O arquétipo de Ruanito veste bem qualquer colaborador que esteja motivado por um projeto ou por pertencer a uma equipe, área ou empresa. Vale frisar também sua capacidade de adaptação e o seu foco no resultado. Apesar do objeto de desejo de sua amada estar dentro do ruminante, ele não mediu esforços em reavê-lo para ela.

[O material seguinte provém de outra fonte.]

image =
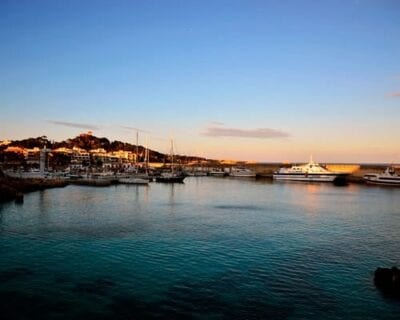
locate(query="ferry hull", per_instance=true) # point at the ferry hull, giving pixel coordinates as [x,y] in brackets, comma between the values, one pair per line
[383,182]
[305,177]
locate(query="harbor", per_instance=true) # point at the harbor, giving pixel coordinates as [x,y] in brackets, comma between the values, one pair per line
[211,247]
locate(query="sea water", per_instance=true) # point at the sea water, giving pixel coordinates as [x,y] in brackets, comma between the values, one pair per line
[211,248]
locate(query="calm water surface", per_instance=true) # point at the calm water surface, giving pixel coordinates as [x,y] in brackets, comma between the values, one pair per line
[207,249]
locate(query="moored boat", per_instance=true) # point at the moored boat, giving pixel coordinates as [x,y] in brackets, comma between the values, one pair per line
[172,176]
[134,180]
[239,172]
[310,172]
[388,178]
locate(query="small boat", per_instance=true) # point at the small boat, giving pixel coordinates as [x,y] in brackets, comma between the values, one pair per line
[171,177]
[217,173]
[310,172]
[388,178]
[242,173]
[134,180]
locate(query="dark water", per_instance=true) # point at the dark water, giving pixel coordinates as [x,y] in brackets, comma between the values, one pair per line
[207,249]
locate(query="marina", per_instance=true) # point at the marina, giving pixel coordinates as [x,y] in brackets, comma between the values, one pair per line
[208,248]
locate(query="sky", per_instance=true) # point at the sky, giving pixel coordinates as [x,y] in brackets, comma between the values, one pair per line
[270,80]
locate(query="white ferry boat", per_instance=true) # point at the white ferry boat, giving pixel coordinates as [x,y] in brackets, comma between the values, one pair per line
[242,173]
[388,178]
[310,172]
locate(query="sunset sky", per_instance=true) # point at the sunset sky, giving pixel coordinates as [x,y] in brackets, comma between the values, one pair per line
[247,80]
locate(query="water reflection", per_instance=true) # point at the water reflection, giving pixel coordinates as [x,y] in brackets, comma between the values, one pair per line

Já o arquétipo do beijo, magistralmente usado por Dandinha, veste bem qualquer produto inovador que tem a função de “encantar” ou surpreender o cliente. Neste momento faz-se necessário medir as palavras para não passar uma imagem da garota como interesseira e manipuladora. Ela agiu com a melhor das intenções e também nutria certo apreço pelo corajoso garoto. Para falar a verdade, nem mesmo ela sabia se o tal besouro existia. No fundo, surpreendeu-se com a existência dele e muito mais com a determinação de Ruanito. Ele tinha voltado diferente. Seu olhar não era o mesmo. Algo havia acontecido.    

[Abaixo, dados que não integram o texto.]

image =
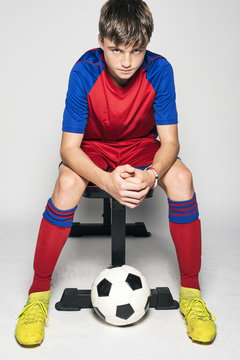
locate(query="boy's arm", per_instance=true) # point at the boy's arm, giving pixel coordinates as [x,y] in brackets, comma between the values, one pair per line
[164,157]
[169,149]
[74,157]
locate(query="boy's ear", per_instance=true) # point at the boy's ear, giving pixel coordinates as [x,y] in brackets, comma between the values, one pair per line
[100,41]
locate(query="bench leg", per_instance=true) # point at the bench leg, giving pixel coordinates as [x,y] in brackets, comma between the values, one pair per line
[118,233]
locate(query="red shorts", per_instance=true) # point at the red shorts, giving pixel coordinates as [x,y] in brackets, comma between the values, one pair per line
[109,154]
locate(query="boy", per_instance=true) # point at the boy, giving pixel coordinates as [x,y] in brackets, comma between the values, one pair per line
[120,97]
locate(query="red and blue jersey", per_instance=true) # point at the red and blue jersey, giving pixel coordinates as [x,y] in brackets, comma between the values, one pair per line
[101,110]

A partir do caso retratado na pesquisa de Adriana Nogueira, constata-se que as recompensas para os que perseveram são relevantes: Imagem da empresa de pioneira no mercado; receita abundante sem concorrência durante um período; aptidão da empresa para mudanças futuras no ambiente; e ainda o reconhecimento do mercado de sua capacidade inventiva e operacional no segmento. Em suma, é de fundamental importância perseguir obstinadamente seus Oceanos Azuis.

 Conclusão

O oceano azul alcançado e conquistado por uma empresa inspira colaboradores e mercado. A cena de um grande e rápido veleiro vencendo ondas e singrando o mar em direção a novos desafios enche o imaginário de motivação, aquece corações, suscita pensamentos estratégicos, atenua possíveis dificuldades e dá forças para continuar tentando.

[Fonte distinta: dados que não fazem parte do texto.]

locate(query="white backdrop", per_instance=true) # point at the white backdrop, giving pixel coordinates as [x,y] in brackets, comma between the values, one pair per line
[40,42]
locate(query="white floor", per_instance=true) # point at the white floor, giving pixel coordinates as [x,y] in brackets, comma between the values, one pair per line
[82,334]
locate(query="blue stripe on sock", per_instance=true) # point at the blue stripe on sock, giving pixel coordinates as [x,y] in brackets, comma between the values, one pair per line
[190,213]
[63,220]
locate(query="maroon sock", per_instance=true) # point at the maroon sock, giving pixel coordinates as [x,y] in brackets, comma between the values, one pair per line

A razão de ser de uma pessoa jurídica – sua missão – é consubstanciada pela razão de ser de seus colaboradores. Não há outra forma de funcionar, sem prejuízo de pessoas. Deriva de um dinamismo fático e factual, permeado por uma busca incessante da excelência construída e alicerçada em tomadas de decisão que culminam em inovação e diferenciação.

Voltando à história contida no conto, Ruanito ao procurar um raro besouro, encontrou a si mesmo. Dandinha, ao idealizar um besouro que ela nem sabia se existia, acabou por encontrar o amor. Os filhos deles ainda hoje buscam rastros na história de seus pais. Como arqueólogos em busca de ancestrais, devotam tempo a procurar um elo perdido que dê significado às suas vidas, até o dia em que vão entender, ao olharem detidamente, que o besouro na moldura da sala só tem a cor do pôr do sol aos olhos de seus pais. Neste instante único e revelador de suas vidas, vão entender que devem começar a escrever suas próprias histórias, trilhar seus próprios caminhos, buscar seus próprios tons e cores, com os quais irão compor suas sinfonias e pintar suas obras de arte, mas essa é outra história…

Referência Bibliográfica

JUNG, Carl G. O Homem e seus Símbolos. São Paulo, SP: Editora Nova Fronteira, 2008.

KIM, W. Chan e MAUBORGNE, Renée. A Estratégia do Oceano Azul Como Criar Novos Mercados e Tornar a Concorrência Irrelevante. Rio de Janeiro: Editora Campus Elsevier, 2005.

MINTZBERG, Henry; QUINN, James Brian; LAMPEL, Josef; GHOSHAL, Sumantra. O Processo da Estratégia. 4ª ed. Porto Alegre: Bookman, 2006.